Until the Competitiveness Council took up the bill, finance ministers had left CBCR to gather dust after the same legal dispute over the initiative proved too difficult for them to agree on.
Finland’s Council presidency tried to break the deadlock by bringing CBCR to the Competitiveness Council as an accounting file — sidestepping finance ministers in the process.
“I must tell you, it feels a little bit awkward for me to be speaking here on a directive, which I have personally negotiated and voted [on] three years ago,” Gramegna said during the televised Council meeting.
“Maybe we should involve those that drafted the directive, namely the Ecofin [meeting between finance ministers],” he added.
Countries like Finland, France and Spain, meanwhile, side with the Commission’s decision to propose CBCR as an accounting bill. That legal basis needs a qualified majority of 16 countries to pass in the Council and includes the Parliament in the legislating process.
“I want to make clear that this is not a tax file, at all,” Harakka said. “It is a competition issue. Aggressive tax planning is something that is harmful to competition.”

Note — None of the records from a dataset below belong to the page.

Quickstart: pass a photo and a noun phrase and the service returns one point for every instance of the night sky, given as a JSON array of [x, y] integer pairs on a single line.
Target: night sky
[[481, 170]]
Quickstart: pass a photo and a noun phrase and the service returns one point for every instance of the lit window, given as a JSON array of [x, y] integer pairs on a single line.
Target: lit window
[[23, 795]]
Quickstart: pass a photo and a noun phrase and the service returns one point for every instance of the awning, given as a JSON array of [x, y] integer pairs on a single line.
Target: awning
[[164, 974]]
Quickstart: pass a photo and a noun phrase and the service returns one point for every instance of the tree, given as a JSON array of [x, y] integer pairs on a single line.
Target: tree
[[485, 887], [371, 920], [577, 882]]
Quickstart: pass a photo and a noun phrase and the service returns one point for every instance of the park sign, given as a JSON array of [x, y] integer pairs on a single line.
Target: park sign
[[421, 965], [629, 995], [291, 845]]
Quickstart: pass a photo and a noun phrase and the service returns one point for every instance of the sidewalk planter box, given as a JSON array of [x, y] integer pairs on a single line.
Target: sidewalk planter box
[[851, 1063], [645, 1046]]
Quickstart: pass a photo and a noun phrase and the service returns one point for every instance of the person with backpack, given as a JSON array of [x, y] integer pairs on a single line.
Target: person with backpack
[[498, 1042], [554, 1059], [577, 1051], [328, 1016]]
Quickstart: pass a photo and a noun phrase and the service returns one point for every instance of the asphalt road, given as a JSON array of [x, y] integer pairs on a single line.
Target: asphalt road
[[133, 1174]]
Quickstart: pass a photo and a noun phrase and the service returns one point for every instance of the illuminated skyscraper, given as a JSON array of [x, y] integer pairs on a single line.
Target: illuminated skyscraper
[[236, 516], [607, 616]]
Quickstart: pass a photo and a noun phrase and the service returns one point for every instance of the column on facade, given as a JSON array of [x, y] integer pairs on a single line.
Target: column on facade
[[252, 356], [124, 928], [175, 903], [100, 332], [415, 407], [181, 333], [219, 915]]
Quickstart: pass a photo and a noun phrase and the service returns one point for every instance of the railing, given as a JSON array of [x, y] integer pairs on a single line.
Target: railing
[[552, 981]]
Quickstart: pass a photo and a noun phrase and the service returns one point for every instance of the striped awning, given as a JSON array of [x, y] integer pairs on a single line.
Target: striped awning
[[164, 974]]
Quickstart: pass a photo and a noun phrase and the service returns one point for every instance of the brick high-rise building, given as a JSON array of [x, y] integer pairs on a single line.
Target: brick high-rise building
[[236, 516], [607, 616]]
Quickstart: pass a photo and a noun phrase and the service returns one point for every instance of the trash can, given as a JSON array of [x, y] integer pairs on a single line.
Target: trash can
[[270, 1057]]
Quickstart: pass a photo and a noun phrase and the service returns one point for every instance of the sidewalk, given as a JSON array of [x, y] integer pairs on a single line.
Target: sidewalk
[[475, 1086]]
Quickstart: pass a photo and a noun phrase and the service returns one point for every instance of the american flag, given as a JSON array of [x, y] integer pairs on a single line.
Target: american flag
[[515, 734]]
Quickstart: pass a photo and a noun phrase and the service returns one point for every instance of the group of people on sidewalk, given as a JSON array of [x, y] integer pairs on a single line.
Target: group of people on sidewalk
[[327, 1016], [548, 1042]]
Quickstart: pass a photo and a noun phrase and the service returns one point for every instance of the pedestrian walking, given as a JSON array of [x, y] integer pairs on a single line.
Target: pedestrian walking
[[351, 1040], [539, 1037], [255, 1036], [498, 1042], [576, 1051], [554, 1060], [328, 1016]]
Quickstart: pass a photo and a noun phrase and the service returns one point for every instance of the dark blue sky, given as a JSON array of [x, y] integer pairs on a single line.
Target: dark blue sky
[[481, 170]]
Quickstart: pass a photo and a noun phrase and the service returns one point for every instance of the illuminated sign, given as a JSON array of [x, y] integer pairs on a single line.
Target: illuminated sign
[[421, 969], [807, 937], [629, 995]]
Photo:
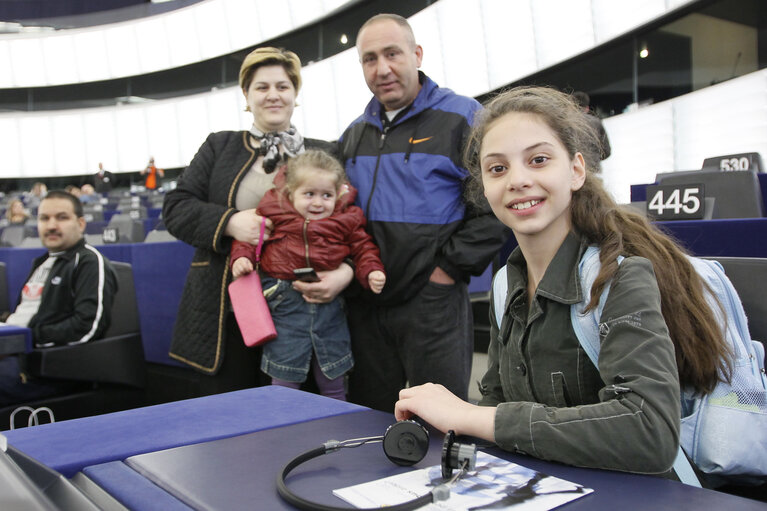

But Luxembourg’s Gramegna was in good company. Prior to Thursday’s vote, he had issued a joint statement — obtained by POLITICO — together with Cyprus, the Czech Republic, Estonia, Hungary, Ireland, Latvia, Malta, Slovenia and Sweden to make the point.
Croatia, which will take over the Council presidency from Finland in January, and Austria also voted against the bill during the meeting.
Furthermore, forcing multinational companies to publish their corporate and tax details could anger the U.S. and have a negative impact on international talks to agree on a digital tax, Gramegna said.
“We know perfectly well that large countries like the United States and Japan totally oppose public information on these issues,” he said. “At this time, we are trying to reshape the whole landscape of taxation.”
He added: “We would disrupt it by accepting this.”
Harakka described that argument as “perplexing.” He highlighted the sorry state that global diplomatic relations currently find themselves in, as U.S. trade tensions with the EU and China weigh on the world’s economy.
“The U.S. is not too interested in what Europe thinks about its tax reforms,” he said. “I believe that tax transparency and ethical and sustainable business that we conduct here in Europe has a very strong competitive edge.”